Afl. 9 – september 2010
EB
Artikelen
pensioenverevening
In de praktijk betekent dit dat een dergelijke kapitaalverzekering wordt gesplitst. Daarbij dient de vraag te worden beantwoord of met bijzonder partnerpensioen rekening dient te worden gehouden. Dat kan uitsluitend zo zijn bij echtscheiding, ontbinding geregistreerd partnerschap of niet-geregistreerd partnerschap indien aan de pensioenovereenkomst rechtop bijzonder partnerpensioen wordt ontleend, niet bij scheiding van tafel en bed.

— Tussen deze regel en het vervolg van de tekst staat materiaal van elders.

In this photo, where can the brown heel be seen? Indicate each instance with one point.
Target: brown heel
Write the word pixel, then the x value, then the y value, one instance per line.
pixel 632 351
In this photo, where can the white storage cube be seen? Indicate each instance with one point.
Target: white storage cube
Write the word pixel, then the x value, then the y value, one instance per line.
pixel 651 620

Indien de pensioenovereenkomst waaraan het ouderdomspensioen wordt ontleend inhoudt dat bij einde huwelijk of (geregistreerde) partnerrelatie bijzonder partnerpensioen wordt toegekend, dient dit aan het kapitaal te worden onttrokken alvorens pensioenverevening wordt uitgevoerd. Een voorbeeld: indien het partnerpensioen 70% van het te bereiken ouderdomspensioen bedraagt, wordt: • 70/170-ste deel van het kapitaal afgesplitst ter dekking van bijzonder partnerpensioen; • 50/170-ste deel van het kapitaal afgesplitst ter dekking van het recht op uitbetaling. Een nadere complicatie is dat indien de vereveningsgerechtigde overlijdt vóór de vereveningsplichtige, het gedeelte van het kapitaal afgesplitst ter dekking van het recht op uitbetaling weer aanwast bij de vereveningsplichtige. Premieovereenkomsten Een premieovereenkomst is een pensioenovereenkomst op grond waarvan de werkgever gedurende de periode van deelneming jaarlijks een bepaalde premie beschikbaar stelt die uiteindelijk tot pensioenaanspraken moet leiden. De wetgever onderscheidt drie soorten premieovereenkomsten: • De zuivere premieregeling (de beschikbare premie wordt belegd tot de pensioendatum en op de pensioendatum aangewend voor de aankoop van pensioen zodat gedurende de periode tot de pensioendatum zowel het beleggingsrisico als het langlevenrisico bij de deelnemer of aanspraakgerechtigde liggen); • De premieregeling waarbij de jaarlijks beschikbaar gestelde premie op het moment van beschikbaarstelling wordt omgezet in een kapitaal (bij deze vorm van premieovereenkomsten ligt het beleggingsrisico gedurende de periode tot de pensioendatum bij de pensioenuitvoerder, het langlevenrisico ligt bij de deelnemer/aanspraakgerechtigde);
EB
•
De premieovereenkomst waarbij de premie op de datum van beschikbaarstelling wordt aangewend voor de aankoop van pensioen (in deze situatie ligt zowel het beleggingsrisico als het langlevenrisico in de periode tot de pensioendatum bij de pensioenuitvoerder).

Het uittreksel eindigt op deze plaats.